I pare my mother’s toenails, we both do. We allow the clippings to drop into the water. I massage a thin layer of Vaseline onto her skin and cover her foot with a sock that catches on a small, sharp protrusion. I should have filed the toenails smoother.
I’m not that far from home. The rain has halted, but the lowering, evil-looking clouds threaten, their congealed masses pushing across the sky, their color mirroring that of my stepfather’s skin in the portrait. I will risk walking in the cold. I need to clear my head, dispel the ant farm once more.
Does one have to fulfill a promise made to an unconscious person? I told my mother that I’d return, but she couldn’t possibly have heard me. My great-niece was a witness, though.
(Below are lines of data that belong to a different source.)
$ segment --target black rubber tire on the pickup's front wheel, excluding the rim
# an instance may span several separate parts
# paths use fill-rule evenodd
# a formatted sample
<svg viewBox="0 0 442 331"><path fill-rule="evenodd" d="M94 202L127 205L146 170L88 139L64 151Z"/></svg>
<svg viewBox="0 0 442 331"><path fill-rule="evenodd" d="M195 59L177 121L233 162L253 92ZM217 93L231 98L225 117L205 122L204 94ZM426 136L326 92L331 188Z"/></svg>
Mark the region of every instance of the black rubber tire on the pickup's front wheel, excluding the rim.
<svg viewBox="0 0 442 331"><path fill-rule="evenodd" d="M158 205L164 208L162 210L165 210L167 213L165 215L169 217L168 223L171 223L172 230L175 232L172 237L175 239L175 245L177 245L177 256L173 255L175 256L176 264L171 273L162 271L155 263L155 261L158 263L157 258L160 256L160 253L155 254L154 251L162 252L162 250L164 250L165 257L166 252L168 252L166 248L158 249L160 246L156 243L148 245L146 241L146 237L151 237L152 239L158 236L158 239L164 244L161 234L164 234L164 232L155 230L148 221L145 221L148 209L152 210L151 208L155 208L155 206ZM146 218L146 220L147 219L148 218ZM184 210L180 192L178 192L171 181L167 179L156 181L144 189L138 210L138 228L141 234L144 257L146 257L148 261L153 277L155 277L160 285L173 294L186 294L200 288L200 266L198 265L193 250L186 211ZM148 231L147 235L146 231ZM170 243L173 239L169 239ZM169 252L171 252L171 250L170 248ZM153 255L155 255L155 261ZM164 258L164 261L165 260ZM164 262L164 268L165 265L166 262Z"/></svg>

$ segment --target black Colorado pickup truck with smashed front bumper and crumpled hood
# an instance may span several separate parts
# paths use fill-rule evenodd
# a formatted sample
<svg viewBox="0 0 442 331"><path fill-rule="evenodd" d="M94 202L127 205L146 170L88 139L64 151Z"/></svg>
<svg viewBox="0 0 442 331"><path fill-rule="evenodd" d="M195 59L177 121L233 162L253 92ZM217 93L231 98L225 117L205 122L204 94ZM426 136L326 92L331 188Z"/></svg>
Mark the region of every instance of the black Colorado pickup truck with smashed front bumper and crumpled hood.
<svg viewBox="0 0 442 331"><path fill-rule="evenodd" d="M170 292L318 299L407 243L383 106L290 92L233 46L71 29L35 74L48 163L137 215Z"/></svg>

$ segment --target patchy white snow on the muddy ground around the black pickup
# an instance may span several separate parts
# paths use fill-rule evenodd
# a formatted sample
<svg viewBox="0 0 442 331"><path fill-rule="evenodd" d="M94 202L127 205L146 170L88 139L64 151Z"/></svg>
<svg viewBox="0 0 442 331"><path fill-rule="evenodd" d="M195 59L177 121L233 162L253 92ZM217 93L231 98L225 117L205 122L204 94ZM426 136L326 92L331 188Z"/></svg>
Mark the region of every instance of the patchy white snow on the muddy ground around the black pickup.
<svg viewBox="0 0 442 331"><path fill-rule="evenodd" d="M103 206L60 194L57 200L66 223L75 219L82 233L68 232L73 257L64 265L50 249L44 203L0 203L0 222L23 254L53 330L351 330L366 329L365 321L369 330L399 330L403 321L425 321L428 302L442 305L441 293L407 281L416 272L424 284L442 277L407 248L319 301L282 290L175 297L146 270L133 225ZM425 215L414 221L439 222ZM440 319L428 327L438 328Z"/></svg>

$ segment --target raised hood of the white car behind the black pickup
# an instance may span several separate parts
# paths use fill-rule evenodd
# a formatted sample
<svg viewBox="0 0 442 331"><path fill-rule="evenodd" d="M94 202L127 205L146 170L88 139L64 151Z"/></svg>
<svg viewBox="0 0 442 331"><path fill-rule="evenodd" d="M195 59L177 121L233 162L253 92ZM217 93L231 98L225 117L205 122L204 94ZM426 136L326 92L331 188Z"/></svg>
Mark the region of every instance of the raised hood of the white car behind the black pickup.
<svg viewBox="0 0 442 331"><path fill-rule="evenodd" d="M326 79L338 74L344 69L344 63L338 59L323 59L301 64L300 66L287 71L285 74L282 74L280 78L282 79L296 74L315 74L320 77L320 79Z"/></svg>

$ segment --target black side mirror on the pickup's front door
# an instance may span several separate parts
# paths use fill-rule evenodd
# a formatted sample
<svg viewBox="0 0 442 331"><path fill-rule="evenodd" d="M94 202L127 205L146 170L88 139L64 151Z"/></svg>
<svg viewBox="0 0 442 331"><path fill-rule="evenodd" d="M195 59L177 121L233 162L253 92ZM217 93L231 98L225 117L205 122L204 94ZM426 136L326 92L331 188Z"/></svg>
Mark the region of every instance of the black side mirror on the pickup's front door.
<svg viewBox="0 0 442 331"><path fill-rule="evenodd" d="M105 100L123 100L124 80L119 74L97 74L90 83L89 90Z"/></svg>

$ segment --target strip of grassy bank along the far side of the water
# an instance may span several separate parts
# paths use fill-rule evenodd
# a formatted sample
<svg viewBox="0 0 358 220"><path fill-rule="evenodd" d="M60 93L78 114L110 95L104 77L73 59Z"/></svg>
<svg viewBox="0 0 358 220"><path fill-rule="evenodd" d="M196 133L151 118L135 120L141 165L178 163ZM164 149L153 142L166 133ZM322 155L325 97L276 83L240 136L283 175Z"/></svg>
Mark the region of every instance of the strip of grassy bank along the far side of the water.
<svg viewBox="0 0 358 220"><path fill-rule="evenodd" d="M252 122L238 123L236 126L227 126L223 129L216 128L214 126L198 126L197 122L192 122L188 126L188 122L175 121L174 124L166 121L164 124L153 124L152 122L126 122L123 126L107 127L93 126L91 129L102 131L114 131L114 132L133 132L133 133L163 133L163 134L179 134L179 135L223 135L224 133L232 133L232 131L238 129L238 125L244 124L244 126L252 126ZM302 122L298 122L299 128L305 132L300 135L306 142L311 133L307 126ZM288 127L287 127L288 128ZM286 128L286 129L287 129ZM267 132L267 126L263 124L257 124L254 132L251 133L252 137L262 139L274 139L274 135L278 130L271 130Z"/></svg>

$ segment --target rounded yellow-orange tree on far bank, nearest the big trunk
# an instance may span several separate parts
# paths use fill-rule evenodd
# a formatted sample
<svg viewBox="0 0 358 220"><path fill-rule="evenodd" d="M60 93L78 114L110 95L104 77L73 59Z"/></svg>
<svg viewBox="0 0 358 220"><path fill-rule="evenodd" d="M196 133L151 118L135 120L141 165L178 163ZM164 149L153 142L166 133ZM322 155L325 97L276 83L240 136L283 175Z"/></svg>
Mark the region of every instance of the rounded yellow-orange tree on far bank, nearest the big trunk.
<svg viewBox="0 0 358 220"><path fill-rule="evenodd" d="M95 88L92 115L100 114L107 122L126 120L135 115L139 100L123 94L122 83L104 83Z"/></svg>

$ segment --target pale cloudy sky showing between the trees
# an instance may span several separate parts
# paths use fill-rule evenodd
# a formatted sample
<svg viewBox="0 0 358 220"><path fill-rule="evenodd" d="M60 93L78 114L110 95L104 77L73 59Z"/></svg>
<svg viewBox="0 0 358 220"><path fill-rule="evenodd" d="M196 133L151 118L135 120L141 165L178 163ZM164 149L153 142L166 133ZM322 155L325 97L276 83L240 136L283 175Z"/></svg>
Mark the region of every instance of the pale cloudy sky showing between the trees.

Nancy? What an odd name. Who would have thought someone from this family would give a daughter a Western name?
Beirut changes its dazzling accessories more often than its society ladies do; she certainly has more color highlights. She sparkles. According to the time of year, the time of day, the weather, and numerous other variables, her streaks of light morph. The sparkle — real, not metaphorical — is a result of location, between iridescent Mediterranean and mountains. A headland breasting the sea, Beirut stands as a gaudy sentinel, Horatio and Marcellus bedecked in shiny baubles. Élisée Reclus once called Byblos voluptuousness deified, but that’s probably a more apt descriptor of my Beirut.